The use of Victrelis™ in the BOC-RGT arm reduced the extent of drug exposure to the patient and theoretically the likelihood of causing unwanted reactions. In the patients with previous treatment failures, fewer subjects (10%) in the BOC-RGT arm reported serious adverse events (SAEs) and study drug discontinuations due to adverse events (AEs) (8%) compared with the 48-week BOC/PegIFNα2b/RBV-48 arm (14% and 12%, respectively), but in both cases, more frequently in the Victrelis™-containing arms than in the control arm (5% SAEs and 3% discontinuations).

In previously untreated patients, the proportion of study drug discontinuations due to AEs was also less in the BOC-RGT arm (12%) compared with the 48-week BOC/PegIFNα2b/RBV-48 arm (16%). SAEs were reported by a similar proportion of patients in the BOC-RGT and BOC/PegIFNα2b/RBV-48 arms (11% and 12%, respectively). There were similar proportions of patients with treatment-emergent AEs; treatment-related, treatment emergent AEs; and dose modifications due to AEs in the BOC-RGT arms compared with the BOC-PR 48-week arms in both studies. Dose modifications due to AEs occurred with greater frequency in both Victrelis™-containing arms compared to the control arm in both studies. While RGT therapy did not reduce the overall incidence of AEs, this may be related to the fact that most of the AEs were reported within the first 28 weeks of treatment. RGT should be beneficial with respect to the AE of anaemia because once therapy was discontinued the haemoglobin began to return to baseline values.
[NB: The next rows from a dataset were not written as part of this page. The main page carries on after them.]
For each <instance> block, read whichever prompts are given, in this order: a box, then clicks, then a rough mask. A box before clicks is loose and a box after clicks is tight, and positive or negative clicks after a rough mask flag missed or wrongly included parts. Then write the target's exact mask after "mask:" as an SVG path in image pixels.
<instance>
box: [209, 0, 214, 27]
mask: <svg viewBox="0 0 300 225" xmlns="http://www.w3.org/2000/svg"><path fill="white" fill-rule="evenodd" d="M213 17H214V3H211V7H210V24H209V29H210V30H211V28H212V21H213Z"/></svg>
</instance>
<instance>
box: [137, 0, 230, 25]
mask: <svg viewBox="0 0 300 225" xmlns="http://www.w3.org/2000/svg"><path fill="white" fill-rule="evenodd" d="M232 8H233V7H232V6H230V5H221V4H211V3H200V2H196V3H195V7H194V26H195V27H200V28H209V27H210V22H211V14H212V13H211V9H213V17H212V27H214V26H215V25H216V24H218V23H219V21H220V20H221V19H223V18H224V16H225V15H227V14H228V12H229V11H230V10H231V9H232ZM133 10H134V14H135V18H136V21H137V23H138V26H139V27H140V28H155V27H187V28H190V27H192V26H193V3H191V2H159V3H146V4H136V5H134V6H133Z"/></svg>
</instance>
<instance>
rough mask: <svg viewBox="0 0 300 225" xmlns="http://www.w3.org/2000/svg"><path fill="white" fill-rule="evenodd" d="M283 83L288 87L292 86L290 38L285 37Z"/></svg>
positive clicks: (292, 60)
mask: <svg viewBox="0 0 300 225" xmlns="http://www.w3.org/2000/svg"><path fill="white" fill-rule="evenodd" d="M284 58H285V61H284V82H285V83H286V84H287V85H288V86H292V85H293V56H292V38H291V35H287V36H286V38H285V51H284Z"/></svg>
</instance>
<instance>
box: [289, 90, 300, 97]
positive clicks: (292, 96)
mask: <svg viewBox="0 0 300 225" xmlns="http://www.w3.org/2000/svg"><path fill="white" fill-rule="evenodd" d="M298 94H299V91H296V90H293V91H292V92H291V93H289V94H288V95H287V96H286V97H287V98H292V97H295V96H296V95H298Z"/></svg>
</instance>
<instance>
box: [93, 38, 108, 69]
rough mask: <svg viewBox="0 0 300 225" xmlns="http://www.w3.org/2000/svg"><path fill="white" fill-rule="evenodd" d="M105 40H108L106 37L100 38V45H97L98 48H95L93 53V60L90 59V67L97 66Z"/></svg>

A number of safety signals have been detected with Victrelis™ treatment in patients with previous treatment failures, and have therefore been listed in the Victrelis™ Product Monograph. Examples of these signals included the psychiatric SAEs that were found to be slightly higher in the Victrelis™ arms (2-3%) when compared to the control arm (0%), the more common appearance of rash/skin eruptions in the Victrelis™ arms (22-25%) relative to the control arm (9%), and the slightly greater reduced levels of neutrophils and platelets in the Victrelis™ arms when compared to the control arm. The addition of Victrelis™ to PegIFNα2b/RBV did not show added cardiovascular risks.

In the previously untreated population, similar adverse events of interest, cardiac/vascular, psychiatric and rash were not increased with the addition of Victrelis™ to PegIFNα2b/RBV. On the other hand, similar to the previous treatment failure population, neutropaenia and thrombocytopaenia were reported in a slightly greater proportion of patients administered Victrelis™ in combination with PegIFNα2b/RBV compared to PegIFNα2b/RBV alone.

The three-time daily adherence to treatment may result in missed doses with potential negative consequences of reduced product efficacy and the potential development of drug resistance mutations. To safeguard against non-compliance to medication, labelling warnings have been introduced in the Victrelis™ Product Monograph.

Re-treatment of HCV patients may pose a risk of failure or resistance to HCV patients due to the persistence of some resistance associated variants (T54S and R155K) after 2.5 years of study.

A Risk Management Plan was provided and was modified in collaboration with Health Canada.